Gelelim daha büyük ve ölümcül hamlelere. Az önce verdiğim örnekler iç siyaset için geçerliydi. Dışarıya oyun büyük kurulur. Kurulmalıdır da. Yoksa hemen herkes DERİN dediği devletin şifrelerini çözerse, devletin ne derinliği kalır? Şimdi biraz geriye saralım. Şehide kelle, Apo’ya sayın diyen bir iktidar heveslisi siyasetçi var. Yetmiyor Yahudi Cesaret Madalyası alıyor. Doğal olarak Türk Derin Devletinin dışarıya mesajı şu: “İşte bakın vatana ihanet edecek, Atatürk devrim ve ilkeleri ile hesaplaşma içinde, Türk Silahlı Kuvvetleri’ni felç edecek, aradığınız adam budur.”
Pentagon, İsrail, İngiltere zokayı yutuyor. İçeride Tüsiad desteği var. Solun kalesi İletişim Yayınları’nı satın almış çakma solcu Kızıl Milyarder kod adlı Kavala’nın beslediği STK’ların desteğini almakla kalmamış, dönemin basın medya patronu Aydın Doğan’ın gazete ve televizyonlarının desteğini almış, yetmemiş “Büyük Ortadoğu Projesi Eş Başkanıyım” deyip arkasına küreselcilerin desteğini alarak, Soros’u ülkeye getirip, kırmızı halılar serdirmiş, parti flama ve bayraklarını birden bire Turuncuya boyamış,  ancak iktidar olup, BAP (Büyük Akdeniz Projesi-Mavi Vatan) Eş Başkanı çıkmış bir siyasetçi var. Objektif olalım. Objektif, gördüğünü aktarır. Seversiniz, sevmezsiniz. Hatta nefret de edebilirsiniz. Ancak durum tespiti budur.

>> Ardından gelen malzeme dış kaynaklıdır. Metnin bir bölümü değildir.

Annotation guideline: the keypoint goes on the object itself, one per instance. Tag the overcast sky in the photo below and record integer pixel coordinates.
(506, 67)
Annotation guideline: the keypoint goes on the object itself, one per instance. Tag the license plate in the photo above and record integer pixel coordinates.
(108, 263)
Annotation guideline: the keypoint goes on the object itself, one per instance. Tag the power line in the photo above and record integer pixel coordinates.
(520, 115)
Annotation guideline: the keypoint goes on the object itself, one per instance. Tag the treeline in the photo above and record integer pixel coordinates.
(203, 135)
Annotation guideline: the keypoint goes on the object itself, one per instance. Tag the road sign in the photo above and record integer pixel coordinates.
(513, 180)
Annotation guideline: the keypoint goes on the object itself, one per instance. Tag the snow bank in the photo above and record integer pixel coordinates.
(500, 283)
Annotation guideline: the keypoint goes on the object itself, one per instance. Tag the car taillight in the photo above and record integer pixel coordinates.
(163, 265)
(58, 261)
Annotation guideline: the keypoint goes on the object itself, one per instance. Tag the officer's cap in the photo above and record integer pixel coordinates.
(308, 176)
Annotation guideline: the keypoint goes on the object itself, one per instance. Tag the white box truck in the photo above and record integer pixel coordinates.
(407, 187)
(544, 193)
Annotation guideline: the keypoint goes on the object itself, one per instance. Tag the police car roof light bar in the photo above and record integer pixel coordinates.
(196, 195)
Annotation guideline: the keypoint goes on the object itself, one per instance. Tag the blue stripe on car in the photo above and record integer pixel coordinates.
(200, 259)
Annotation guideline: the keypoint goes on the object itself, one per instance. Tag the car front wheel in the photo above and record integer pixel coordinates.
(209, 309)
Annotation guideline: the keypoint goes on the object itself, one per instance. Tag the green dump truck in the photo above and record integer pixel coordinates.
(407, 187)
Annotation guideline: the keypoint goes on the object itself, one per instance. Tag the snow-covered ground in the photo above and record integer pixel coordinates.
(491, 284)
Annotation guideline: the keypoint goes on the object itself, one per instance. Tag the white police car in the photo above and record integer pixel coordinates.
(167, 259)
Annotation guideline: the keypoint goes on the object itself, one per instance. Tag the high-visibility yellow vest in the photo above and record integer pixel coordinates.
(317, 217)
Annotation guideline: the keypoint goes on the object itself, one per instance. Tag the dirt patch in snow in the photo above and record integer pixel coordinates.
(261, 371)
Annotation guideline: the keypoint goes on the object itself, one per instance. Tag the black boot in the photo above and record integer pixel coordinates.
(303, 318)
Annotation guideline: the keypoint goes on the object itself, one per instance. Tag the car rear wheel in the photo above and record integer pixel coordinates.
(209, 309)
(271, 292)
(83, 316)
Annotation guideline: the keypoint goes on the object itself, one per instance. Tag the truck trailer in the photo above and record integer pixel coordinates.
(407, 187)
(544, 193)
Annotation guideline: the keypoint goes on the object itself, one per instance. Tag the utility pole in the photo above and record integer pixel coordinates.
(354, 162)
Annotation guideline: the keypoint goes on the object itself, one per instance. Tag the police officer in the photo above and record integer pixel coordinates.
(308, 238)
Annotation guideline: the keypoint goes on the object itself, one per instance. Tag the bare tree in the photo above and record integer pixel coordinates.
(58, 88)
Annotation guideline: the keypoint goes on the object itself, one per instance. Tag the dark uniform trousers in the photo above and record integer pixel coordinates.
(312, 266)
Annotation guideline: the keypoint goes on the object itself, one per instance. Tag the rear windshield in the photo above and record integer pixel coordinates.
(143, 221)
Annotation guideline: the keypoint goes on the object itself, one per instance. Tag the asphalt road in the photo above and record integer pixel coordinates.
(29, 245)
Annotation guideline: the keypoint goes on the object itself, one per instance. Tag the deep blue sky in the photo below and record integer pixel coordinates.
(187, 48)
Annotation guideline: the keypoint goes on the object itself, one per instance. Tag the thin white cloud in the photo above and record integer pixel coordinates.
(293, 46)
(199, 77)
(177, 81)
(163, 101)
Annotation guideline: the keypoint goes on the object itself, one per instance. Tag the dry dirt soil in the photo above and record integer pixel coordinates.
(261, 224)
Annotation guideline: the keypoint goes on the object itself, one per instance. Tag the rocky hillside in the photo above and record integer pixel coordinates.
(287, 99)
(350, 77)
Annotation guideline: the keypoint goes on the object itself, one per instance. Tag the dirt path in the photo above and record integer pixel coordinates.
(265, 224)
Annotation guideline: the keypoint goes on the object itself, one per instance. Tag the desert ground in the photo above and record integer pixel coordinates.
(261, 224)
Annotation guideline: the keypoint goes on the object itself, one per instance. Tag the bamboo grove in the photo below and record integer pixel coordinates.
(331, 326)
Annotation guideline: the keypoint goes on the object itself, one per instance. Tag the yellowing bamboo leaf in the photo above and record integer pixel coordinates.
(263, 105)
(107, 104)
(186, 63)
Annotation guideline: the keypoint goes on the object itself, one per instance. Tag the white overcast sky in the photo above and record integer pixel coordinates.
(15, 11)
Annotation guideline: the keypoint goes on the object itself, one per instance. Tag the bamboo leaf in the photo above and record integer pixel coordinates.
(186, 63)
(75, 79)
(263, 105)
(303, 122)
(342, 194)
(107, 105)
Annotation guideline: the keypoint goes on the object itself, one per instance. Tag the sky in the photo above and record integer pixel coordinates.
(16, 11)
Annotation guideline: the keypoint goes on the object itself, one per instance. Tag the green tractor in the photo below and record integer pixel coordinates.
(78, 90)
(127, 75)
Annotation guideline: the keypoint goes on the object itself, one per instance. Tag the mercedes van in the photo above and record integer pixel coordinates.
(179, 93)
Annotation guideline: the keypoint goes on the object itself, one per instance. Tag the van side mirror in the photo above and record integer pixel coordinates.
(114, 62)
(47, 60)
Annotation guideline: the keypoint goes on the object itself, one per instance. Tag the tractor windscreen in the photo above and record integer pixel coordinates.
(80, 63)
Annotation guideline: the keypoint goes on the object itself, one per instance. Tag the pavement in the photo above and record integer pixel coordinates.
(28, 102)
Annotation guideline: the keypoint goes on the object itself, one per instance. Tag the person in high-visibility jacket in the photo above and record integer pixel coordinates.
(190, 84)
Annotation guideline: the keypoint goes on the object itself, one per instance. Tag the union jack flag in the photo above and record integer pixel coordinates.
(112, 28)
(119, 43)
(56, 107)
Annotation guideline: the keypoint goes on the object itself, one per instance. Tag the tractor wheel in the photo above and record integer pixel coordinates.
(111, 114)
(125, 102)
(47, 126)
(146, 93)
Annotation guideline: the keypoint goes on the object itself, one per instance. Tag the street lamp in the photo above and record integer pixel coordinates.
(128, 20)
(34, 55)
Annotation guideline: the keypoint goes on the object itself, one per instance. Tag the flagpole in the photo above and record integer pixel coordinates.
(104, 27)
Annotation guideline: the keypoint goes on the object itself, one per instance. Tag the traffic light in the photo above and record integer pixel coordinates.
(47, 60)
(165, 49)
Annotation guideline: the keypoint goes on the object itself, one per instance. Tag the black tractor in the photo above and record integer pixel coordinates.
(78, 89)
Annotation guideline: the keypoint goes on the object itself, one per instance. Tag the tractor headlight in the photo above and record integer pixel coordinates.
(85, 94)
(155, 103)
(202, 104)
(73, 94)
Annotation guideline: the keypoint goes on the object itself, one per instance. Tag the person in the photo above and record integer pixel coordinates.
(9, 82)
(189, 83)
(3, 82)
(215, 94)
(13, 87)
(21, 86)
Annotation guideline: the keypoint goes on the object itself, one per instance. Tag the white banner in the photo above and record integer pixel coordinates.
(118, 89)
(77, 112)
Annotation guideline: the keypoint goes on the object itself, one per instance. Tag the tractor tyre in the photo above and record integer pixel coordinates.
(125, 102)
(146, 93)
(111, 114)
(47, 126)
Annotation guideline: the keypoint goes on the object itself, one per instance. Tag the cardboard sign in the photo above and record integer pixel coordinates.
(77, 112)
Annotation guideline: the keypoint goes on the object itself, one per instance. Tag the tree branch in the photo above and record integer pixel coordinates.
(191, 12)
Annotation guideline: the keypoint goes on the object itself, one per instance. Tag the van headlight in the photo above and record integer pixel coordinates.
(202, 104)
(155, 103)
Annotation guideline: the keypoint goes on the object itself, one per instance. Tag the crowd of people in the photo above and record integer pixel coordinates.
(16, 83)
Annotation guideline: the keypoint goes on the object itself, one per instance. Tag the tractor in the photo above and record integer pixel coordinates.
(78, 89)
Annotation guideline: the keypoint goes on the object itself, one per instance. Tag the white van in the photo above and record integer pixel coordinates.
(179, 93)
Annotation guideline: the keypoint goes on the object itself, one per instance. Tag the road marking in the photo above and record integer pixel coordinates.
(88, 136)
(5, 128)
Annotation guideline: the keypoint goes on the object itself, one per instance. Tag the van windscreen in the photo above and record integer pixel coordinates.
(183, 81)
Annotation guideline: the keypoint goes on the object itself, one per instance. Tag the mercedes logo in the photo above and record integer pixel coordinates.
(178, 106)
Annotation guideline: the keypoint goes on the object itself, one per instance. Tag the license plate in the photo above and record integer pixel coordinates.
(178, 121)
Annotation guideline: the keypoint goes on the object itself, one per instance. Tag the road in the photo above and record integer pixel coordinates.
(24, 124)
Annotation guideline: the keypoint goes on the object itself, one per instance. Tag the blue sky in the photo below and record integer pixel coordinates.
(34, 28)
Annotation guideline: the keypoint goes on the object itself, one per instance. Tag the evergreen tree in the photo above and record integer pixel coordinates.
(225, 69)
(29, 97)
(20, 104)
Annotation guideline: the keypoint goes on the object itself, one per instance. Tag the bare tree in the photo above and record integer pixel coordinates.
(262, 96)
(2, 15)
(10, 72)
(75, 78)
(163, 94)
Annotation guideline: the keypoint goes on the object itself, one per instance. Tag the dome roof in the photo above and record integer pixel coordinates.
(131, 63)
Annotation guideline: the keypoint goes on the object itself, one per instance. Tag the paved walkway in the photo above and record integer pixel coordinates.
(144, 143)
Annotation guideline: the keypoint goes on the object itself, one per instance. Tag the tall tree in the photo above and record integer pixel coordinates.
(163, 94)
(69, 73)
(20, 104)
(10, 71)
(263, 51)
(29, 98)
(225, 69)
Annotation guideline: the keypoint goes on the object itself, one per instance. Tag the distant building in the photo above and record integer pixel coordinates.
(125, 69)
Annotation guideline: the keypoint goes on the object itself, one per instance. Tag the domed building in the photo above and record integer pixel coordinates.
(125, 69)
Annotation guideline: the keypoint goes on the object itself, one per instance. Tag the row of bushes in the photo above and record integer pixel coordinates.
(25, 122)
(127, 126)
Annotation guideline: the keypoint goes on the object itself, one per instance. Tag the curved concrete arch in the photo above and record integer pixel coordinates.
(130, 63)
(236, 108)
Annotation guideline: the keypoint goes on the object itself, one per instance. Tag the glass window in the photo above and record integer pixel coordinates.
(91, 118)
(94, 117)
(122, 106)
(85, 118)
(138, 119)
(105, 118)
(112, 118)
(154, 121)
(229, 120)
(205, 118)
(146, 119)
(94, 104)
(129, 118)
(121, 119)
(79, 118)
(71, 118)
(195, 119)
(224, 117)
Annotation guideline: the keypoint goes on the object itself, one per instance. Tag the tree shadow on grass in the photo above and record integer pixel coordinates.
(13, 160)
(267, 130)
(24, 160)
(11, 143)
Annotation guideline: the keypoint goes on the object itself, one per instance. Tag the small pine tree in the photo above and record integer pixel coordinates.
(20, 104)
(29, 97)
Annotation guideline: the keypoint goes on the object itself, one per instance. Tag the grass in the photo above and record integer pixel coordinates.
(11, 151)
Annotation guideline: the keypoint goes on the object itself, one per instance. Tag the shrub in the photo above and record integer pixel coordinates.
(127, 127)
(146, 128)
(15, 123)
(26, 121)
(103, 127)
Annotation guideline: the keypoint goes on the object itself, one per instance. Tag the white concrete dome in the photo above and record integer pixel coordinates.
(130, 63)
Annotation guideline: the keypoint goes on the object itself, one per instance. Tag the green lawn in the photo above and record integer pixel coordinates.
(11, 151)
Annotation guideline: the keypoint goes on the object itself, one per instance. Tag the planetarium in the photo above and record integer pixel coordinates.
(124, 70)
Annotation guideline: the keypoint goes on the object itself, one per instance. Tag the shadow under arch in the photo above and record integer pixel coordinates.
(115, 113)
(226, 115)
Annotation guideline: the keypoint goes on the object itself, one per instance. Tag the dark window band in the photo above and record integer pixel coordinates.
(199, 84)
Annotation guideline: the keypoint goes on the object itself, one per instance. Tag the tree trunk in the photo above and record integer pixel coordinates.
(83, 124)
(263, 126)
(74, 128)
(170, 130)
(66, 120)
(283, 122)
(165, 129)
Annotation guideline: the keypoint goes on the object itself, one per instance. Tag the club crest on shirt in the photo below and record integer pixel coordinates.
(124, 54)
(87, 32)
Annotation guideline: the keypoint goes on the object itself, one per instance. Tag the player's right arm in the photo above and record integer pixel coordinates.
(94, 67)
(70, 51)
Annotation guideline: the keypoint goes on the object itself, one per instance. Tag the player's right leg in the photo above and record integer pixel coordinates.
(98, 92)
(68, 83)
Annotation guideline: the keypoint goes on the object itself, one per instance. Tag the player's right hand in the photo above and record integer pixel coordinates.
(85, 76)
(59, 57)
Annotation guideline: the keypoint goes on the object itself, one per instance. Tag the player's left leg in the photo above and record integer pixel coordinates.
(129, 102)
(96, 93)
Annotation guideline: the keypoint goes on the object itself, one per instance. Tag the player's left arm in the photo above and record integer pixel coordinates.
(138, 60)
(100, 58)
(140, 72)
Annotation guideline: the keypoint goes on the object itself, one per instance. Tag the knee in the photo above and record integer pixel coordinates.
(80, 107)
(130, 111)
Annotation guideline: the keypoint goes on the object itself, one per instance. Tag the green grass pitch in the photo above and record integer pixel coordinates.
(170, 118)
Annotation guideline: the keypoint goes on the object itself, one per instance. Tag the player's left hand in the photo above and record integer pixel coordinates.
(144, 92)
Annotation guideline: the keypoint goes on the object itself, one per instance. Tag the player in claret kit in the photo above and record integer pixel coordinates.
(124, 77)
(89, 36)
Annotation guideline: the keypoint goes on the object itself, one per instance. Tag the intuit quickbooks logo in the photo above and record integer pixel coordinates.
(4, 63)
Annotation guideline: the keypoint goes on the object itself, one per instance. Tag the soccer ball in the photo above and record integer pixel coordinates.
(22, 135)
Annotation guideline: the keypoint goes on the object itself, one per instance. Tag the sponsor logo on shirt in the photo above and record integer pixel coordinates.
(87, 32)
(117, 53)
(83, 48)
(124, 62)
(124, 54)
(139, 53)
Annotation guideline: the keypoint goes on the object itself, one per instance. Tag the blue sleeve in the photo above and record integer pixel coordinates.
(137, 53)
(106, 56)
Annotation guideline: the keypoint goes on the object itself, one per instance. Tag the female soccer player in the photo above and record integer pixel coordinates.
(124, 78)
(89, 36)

Alın size Crazy House hamlesi. Bu hamle, destekçi emperyalistlerde nasıl bir soğuk duş etkisi yapmış olabilir, empati kurabiliyor musunuz onlarla? Sırasıyla denenen Occupy Gezi, 17-25 Aralık girişimi, Mit Müsteşarı Hakan Fidan’ın ifadeye çağrılması ve nihayetinde  15 Temmuz işgal girişimi çıldırmalarının zirvesi, PİK NOKTASI olabilir mi? Bu kez Onların Çocukları (O.Ç.) başaramadılar. Deşifre oldular. Türkiye Cumhuriyeti Devleti, “1960 Yılından beri süregelen dostluğumuz ve stratejik ortaklığımız.” Diye başlayan Rand Corporation Raporu’na aykırı, çok aykırı bir varyanta (Zorunlu hamleler silsilesi) girmiş ve sonu devletimiz için hayırlı olmuştur. Zira 1960 yılında başlayan dostluk 1961 de dönemin Sovyet Sosyalist Cumhuriyetler Birliği ile yakın ilişkiler kurmaya başlayan, heyetler oluşturan Adnan Menderes’in ve heyetindeki 2 bakanının asılması ile sonuçlanan, ABD’nin Nato’yu da kullanarak devletimize karabasan gibi çöktüğü süreçle başlayan büyük bir ihanete karşı, milli,  devrimci, tam bağımsız cephenin gizliden örgütlenmesini ve su gibi sessizce ilerlemesini de beraberinde getirdi. Bu örgütlenme 1960 yılından beri devletimize çöken bu yapıyı zaman içinde fişledi. SIZINTI cılar devletimize sızarken, ENDERUN devletimiz de onların içine sızdı. ENDERUN diyorum, o malum Osmanlı’da devlet adamı yetiştiren okul aklınıza gelmesin. Bir karadenizli vatandaşımızın şivesiyle pekala bir devlet tanımı olabilirdi,  ENDERUN. Devletimizin derinliğini sorduğunuzu varsayın bir Karadenizli vatandaşımıza, azıcık bilmiş bir şey olsun, devletini tanısın. Demez miydi ki; “Uyyy derin de neçiii en deruuuun, en deruuuun.”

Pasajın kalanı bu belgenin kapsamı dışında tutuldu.